Un fin bout de bois, tout droit, ramassé dans le jardin, servit de tuteur pour aider la petite plante à croire en elle au point d'aller puiser un peu de vie avec ses petites racines.

La petite plante n'avait sans doute pas envie de vivre bien longtemps dans l'univers végétal, elle continua à courber la tête et finit par rendre l'âme. Si tant est que les petites plantes aient une âme. Mais pourquoi pas. Seul le petit tuteur, conscient de son rôle et de sa responsabilité, demeura bien droit et bien planté dans le sol.

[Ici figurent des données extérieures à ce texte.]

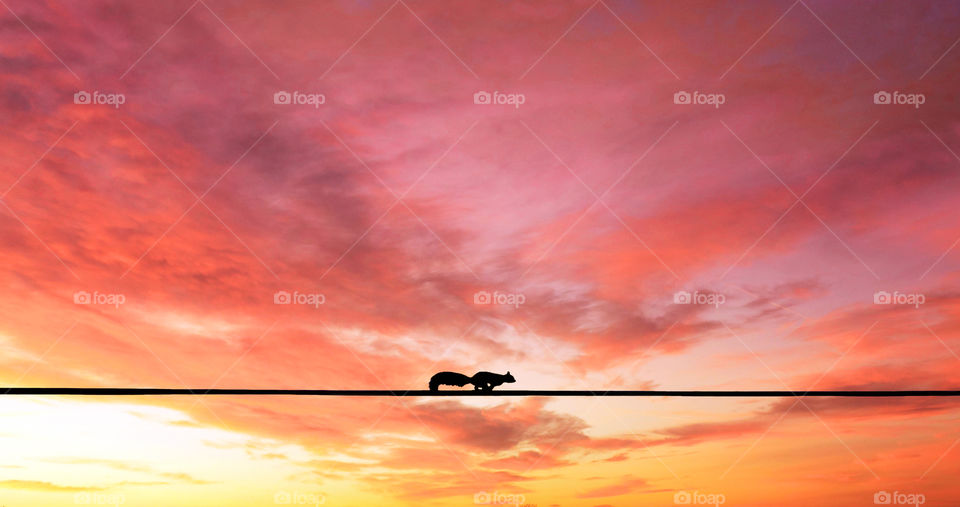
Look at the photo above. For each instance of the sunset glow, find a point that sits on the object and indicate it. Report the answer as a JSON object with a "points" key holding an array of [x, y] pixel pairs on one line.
{"points": [[591, 195]]}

Voici la photo de ce petit tuteur qui ne dépassait guère 30 à 40 cm … avant qu'il ne prenne racine. C'était une petite branche du forsythia du voisin.
Il a pris de l'ampleur. Et encore, si vous l'aviez vu avant qu'il soit rabattu à l'automne, il menait des branches à plus de 2 m de hauteur.




Probablement que voyant qu'il n'avait pas réussi à bien aider la petite plante, il s'est décidé à devenir utile lui-même, d'autant qu'il avait certainement lu dans mon cerveau (vous pensez que ce n'est pas possible ? Mais qu'est-ce que vous en savez !) que j'enviais quelque peu le forsythia du voisin qui était si magnifique au printemps. Ce qui était d'ailleurs idiot, puisque je profitais de sa vue.

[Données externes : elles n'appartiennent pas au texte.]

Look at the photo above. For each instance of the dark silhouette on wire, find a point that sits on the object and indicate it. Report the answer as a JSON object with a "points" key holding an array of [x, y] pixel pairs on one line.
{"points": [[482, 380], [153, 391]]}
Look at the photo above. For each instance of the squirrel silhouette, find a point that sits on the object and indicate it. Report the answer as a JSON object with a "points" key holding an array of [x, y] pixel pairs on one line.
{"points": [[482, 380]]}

Le bâton de forsythia m'a donné des leçons :

—  Lorsqu'on fait confiance et que l'on donne une petite mission ou responsabilité, cela réjouit celui ou celle à qui on la confie.
En échange, et sans qu'on le veuille, une récompense apparaît au moment où on ne l'attend pas.

— La vie a quand même une puissance extraordinaire, et qui, fort heureusement, n'a strictement pas besoin de nous pour se tenir à disposition.

—  C'est nous qui, comme des cons, parfois l'exterminons avec nos engins de destruction sophistiquée dans les forêts et ailleurs… à moins que ce soit des engins électroniques tout aussi sophistiqués, qui permettent de  pourrir la vie, de détruire psychiquement, et en quelque sorte massacrer l'autre, parfois choisi au hasard, à l'aide de messages électroniques et cerise sur le gâteau, dans le parfait anonymat et l'impunité.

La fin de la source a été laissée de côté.